Um trabalho de investigação de cientistas dos Centros de Controlo e de Doenças (CDC) dos EUA e do Centro Nacional de Doenças Tropicais e Ministério da Saúde da traz novos dados sobre os riscos do de Chapare, um agente patogénico que terá sido transmitido aos humanos por roedores e que já infectou um pequeno grupo de pessoas no país que faz fronteira com Mato Grosso do Sul.

Apesar de contar com poucas vítimas identificadas, este vírus que só foi detectado na Bolívia será fatal causando uma febre hemorrágica e outros sintomas que podem ser confundidos com outras doenças como Ébola ou a dengue. Os dados agora revelados alertam para o risco deste vírus confirmando que pode propagar-se de pessoa para pessoa.

Os resultados das mais recentes investigações sobre o misterioso vírus de Chapare foram divulgados esta segunda-feira (16) durante a reunião anual (e virtual) da Sociedade Americana de Medicina e Higiene Tropical (ASTMH, na sigla em inglês). Dois estudos diferentes, mas com os mesmos autores, revelam importantes pistas sobre este vírus que foi identificado pela primeira vez numa pessoa na província de Chapare em 2004 e que em 2019 terá causado cinco infecções perto da capital da Bolívia, La Paz, três das quais fatais.

O alerta para a estranha doença que causa uma febre hemorrágica e outros sintomas graves surgiu em 2019 com o registo de cinco doentes, mas apenas dois sobreviventes. Os trabalhos divulgados na reunião da ASTMH descrevem que os doentes do surto do ano passado tiveram, além da febre, também dores abdominais, vómitos, sangramento das gengivas, erupções cutâneas e dor atrás dos olhos.

Sem tratamento específico, os doentes foram tratados sobretudo com fluidos intravenosos e outros cuidados para tentar atenuar os sintomas.
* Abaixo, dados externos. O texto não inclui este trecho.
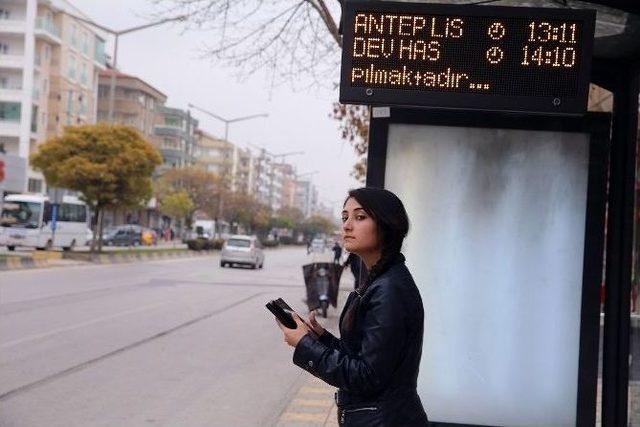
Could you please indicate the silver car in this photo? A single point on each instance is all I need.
(242, 250)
Porém, a gravidade da doença atraiu as atenções dos especialistas em doenças infecciosas quando se tornou claro que não se tratava de dengue ou de qualquer outra patologia conhecida.
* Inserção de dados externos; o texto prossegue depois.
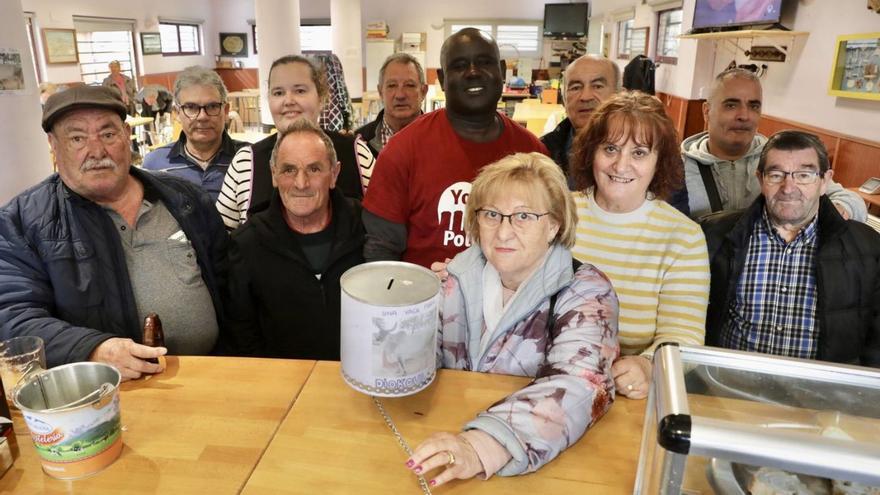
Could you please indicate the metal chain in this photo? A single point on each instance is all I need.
(400, 440)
Com esta incógnita e mortes sem explicação aparente, as autoridades de saúde da Bolívia recorrem aos CDC para onde foram enviadas as amostras recolhidas dos doentes para análise. “O nosso trabalho confirmou que um jovem médico interno, um médico de ambulância e um gastroenterologista contraíram todos os vírus após encontros com doentes infectados – e dois destes profissionais de saúde morreram mais tarde”, refere Caitlin Cossaboom, uma epidemiologista da Divisão de Patogénicos dos CDC, num comunicado de imprensa da ASTMH. “Acreditamos agora que os fluidos corporais podem transportar o vírus”, conclui, confirmando-se desta forma a possibilidade de transmissão de humano para humano. O resultado deve servir para alertar os profissionais de saúde para este risco e para a importância de evitar contacto com artigos que possam estar contaminados com sangue, saliva, urina ou sémen.

As pistas deixadas pelo surto de 2019 revelam que houve alguns contactos entre os diferentes profissionais de saúde e doentes, nomeadamente através de manobras de reanimação necessárias. Os cientistas também detectaram a presença do vírus no sémen de um dos doentes que sobreviveram a esta infecção quando já tinham passado mais de 170 dias, o que sugere uma provável transmissão sexual. Ou seja, com este trabalho são descritas novas características da doença, incluindo a transmissão de humano para humano, e também a persistência viral em fluidos corporais após a recuperação.

O Chapare pertence a um grupo de vírus chamado arenavírus que são transmitidos por alimentos e água contaminados pela urina e fezes de ratos infectados e provocam doenças graves nos humanos, a maioria envolvendo febres hemorrágicas geralmente fatais. É neste grupo de perigosos agentes patogénicos que se encontra, por exemplo, o vírus de Lassa, que causa milhares de mortes anualmente na África Ocidental, e o vírus Machupo, que foi isolado e caracterizados em 1963 e tem causado surtos mortais também na Bolívia.